European Union nations agreed Monday to slap an oil embargo against Iran’s oil exports in a bid to halt funding of the country's disputed nuclear program, EU diplomats said.This is huge news.
“There is a political agreement on an oil embargo,” said a diplomat who spoke on condition of anonymity after early morning talks between ambassadors of the 27 EU nations. The deal is to be formally approved by EU foreign ministers meeting in Brussels.
Their agreement was the final step before EU foreign ministers can give their formal approval to the measure. The EU’s 27 foreign ministers meet in Brussels on Monday.
“(EU ambassadors) have agreed on Iran sanctions,” the senior EU diplomat said, speaking on condition of anonymity.
Under the deal, EU governments will have to stop signing new contracts with Tehran from the moment the ban comes into place -- probably as soon as this week -- but will be able to fulfill existing contracts until July 1.
And this part is heartening as well:
Meanwhile, the U.S. aircraft carrier USS Abraham Lincoln passed through the Strait of Hormuz and is now in the Gulf, the Pentagon said, after Tehran threatened to close the strategic shipping route, while the European Union readied to slap an embargo on Iran’s oil exports Monday.

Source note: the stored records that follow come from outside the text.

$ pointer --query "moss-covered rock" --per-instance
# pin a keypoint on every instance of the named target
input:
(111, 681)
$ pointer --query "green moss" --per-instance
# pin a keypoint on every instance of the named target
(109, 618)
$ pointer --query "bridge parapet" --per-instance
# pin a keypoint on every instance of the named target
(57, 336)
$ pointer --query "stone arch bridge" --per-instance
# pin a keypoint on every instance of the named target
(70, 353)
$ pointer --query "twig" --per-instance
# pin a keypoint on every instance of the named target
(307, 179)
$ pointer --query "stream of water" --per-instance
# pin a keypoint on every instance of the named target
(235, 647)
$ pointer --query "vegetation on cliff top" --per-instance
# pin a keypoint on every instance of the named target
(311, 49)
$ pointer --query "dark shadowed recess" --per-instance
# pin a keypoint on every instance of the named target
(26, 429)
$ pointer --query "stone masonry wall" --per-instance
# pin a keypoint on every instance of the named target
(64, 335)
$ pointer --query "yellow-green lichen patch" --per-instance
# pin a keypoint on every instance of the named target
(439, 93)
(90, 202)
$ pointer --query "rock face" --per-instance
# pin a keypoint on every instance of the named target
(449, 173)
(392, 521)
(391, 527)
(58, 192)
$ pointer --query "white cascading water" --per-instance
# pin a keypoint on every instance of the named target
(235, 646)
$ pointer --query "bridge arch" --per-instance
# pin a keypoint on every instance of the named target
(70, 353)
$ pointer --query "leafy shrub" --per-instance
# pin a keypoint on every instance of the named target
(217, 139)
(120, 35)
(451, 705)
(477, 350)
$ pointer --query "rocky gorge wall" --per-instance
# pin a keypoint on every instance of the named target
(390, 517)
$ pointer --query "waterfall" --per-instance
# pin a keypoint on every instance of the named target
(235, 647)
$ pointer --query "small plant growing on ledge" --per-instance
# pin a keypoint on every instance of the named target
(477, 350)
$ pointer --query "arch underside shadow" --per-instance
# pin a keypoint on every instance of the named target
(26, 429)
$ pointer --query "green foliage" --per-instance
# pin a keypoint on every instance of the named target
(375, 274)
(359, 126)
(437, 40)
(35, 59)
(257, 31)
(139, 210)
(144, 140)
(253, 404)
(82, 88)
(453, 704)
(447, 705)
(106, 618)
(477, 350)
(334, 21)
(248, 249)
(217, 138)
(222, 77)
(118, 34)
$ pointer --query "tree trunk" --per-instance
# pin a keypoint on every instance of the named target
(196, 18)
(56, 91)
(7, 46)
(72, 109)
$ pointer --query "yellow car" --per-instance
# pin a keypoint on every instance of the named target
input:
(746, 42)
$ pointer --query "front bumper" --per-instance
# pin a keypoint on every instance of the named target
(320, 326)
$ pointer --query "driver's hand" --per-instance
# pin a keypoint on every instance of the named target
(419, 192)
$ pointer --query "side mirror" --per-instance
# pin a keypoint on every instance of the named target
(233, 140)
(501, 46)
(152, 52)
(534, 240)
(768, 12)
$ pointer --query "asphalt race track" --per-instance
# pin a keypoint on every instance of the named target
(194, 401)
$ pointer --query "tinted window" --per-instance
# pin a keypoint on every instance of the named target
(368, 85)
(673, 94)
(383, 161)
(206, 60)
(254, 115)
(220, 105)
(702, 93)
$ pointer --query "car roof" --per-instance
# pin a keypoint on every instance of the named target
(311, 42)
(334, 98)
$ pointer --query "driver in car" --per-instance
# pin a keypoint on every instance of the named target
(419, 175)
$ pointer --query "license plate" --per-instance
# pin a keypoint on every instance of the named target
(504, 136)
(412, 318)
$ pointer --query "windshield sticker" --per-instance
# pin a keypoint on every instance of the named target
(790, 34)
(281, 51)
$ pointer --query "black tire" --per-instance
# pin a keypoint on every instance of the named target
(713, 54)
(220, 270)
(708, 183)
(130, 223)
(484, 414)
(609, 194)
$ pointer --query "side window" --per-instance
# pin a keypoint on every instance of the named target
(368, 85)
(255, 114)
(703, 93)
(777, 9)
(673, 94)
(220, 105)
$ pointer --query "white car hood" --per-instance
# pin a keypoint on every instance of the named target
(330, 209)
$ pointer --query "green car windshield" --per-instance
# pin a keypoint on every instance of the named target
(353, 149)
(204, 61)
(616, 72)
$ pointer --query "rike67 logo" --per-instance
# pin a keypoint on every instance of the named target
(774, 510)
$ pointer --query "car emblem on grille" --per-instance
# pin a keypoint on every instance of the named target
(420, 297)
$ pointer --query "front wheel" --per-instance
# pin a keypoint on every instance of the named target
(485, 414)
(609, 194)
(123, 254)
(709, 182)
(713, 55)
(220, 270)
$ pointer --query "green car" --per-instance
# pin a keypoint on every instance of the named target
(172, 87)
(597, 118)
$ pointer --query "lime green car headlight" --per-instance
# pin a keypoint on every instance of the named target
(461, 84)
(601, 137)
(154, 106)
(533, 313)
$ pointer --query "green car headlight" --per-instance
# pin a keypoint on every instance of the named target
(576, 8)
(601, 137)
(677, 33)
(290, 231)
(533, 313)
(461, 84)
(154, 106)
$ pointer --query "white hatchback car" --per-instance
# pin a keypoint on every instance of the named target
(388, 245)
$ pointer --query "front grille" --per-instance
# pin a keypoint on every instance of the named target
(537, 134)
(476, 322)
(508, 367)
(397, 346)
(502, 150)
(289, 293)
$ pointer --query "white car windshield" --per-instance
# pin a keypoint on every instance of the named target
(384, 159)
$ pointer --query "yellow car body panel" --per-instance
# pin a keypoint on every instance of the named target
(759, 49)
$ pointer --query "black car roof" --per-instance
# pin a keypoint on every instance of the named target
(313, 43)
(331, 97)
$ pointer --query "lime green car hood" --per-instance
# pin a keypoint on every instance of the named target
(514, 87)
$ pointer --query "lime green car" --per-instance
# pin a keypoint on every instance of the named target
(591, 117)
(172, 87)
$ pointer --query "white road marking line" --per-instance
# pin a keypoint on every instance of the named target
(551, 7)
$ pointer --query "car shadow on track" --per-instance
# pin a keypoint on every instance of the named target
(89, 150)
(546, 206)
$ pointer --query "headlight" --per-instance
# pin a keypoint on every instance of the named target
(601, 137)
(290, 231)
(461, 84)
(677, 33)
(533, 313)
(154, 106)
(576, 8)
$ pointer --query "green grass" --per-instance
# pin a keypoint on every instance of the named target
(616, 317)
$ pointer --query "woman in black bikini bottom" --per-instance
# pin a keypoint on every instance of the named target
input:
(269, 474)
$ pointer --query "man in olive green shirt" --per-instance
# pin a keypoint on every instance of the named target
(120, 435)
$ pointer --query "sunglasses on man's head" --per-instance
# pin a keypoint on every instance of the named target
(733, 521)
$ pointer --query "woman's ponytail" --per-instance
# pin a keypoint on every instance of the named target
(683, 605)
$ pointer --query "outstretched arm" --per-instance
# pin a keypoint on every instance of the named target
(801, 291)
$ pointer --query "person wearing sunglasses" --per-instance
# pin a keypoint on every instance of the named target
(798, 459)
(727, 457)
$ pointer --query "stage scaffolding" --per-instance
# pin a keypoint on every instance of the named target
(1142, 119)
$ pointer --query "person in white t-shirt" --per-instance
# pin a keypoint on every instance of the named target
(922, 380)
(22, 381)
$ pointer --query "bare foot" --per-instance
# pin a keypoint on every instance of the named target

“USS Abraham Lincoln ... completed a regular and routine transit of the Strait of Hormuz... to conduct maritime security operations as scheduled,” Pentagon spokesman Navy Captain John Kirby said in an email to AFP.
“The transit was completed as previously scheduled and without incident.”
The carrier, which can have up to 80 planes and helicopters on board, was escorted by the guided-missile cruiser USS Cape St George and two destroyers.
Earlier, Britain’s Ministry of Defense said a British Royal Navy frigate and a French vessel had joined the carrier group to sail through the waterway.
While allied ships often participate in U.S. naval exercises and sometimes are part of joint naval flotillas, the presence of British and French ships seemed to be a message to Tehran about the West’s resolve to keep the route open.
“HMS Argyll and a French vessel joined a U.S. carrier group transiting through the Strait of Hormuz, to underline the unwavering international commitment to maintaining rights of passage under international law,” said a spokesman from Britain’s MoD.